けれど鈴の事だ。きっとすぐには受け取ってはくれないのだろう。そう、クリスマスのプレゼントのように。
「鈴さん、つけてくれているんですね」
何気なく鈴の腕を見ると、そこにはしっかりと腕時計がしてある。
「あ、はい。これ、とても便利なんです。外に居る時には特に重宝しますよ! ありがとうございました、千尋さま」
「いえいえ、どういたしまして。良かったです。
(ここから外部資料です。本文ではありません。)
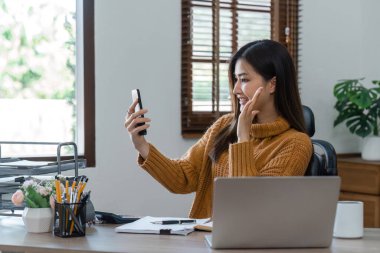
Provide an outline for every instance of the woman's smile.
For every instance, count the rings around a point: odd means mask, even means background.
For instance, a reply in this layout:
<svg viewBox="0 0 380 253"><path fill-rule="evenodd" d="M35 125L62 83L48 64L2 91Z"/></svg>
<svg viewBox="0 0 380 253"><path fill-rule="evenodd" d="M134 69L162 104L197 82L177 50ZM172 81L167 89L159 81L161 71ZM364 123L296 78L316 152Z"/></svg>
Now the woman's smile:
<svg viewBox="0 0 380 253"><path fill-rule="evenodd" d="M249 98L246 96L238 96L239 104L243 108L244 105L249 101Z"/></svg>

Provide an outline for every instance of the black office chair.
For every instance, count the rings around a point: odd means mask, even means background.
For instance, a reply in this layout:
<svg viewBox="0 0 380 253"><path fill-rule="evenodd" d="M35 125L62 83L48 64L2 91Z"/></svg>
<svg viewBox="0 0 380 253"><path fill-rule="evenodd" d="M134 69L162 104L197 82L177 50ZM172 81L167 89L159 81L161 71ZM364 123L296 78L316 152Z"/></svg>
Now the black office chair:
<svg viewBox="0 0 380 253"><path fill-rule="evenodd" d="M314 114L313 111L303 105L303 115L306 123L306 130L310 137L313 137L315 132ZM337 158L333 145L324 140L311 139L314 152L310 159L309 166L305 176L336 176Z"/></svg>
一つでも気に入る物があって」
「一つだなんてとんでもないです! ただその、私はどこかへ出かける事が滅多に無いので、頂いた洋服や着物を着ていく場所が無いのです……だから着ていないだけで、決して気に入っていない訳ではありません」
「そうですか? ではそのうち社交界に一緒に参加しましょうか」
「……え」
「社交界なんて滅多に参加しませんが、着飾った鈴さんを見られるのなら、悪くないかもしれません」
そう言って笑った千尋を鈴はじっと見つめてきて頬を膨らませる。
「冗談ですか?」
「おや、よく分かりましたね。すみません、冗談です。私を呼びつけるような家などありませんから」
曲がりなりにも千尋はこの地の神だ。そんな無礼な家はない。爵位が高い家は千尋が何者かを大抵知っているのだから。
「お誘いを受ける事はあるのですか?」
「ありますよ。ですが、どこも一度だけです」
「そうなのですか?」
「はい。そういう時は雅が偉い方に一報を入れるのです。そうしたら二度とお誘いはありません」
「……なるほど」
そう言って鈴は何かを理解したかのように頷いて小さく微笑む。
「何故笑うのですか?」
「あ、いえ。社交界に千尋さまが出ると、その美しさにきっと皆さん驚かれるのだろうな、と思ってしまいました」
「褒めてくれるのですか? ありがとうございます。今までは容姿で凝視される事も多くて嫌気がさしていましたが、これからは私の美しさに驚いているのだと思うことにしましょうか」
冗談めかして言うと、鈴は真顔で何度も頷いた。そんな様子がおかしくて思わず千尋は笑ってしまう。
「冗談ですよ。ああ、ようやく手が温まってきましたね」
「はい。何だか全身がポカポカしてきた気がします。これも神通力ですか?」
そう言って鈴は首を傾げて千尋を見上げてくる。そんな鈴を見て、また勝手に体が動きそうになるのを千尋は必死になって抑えて言う。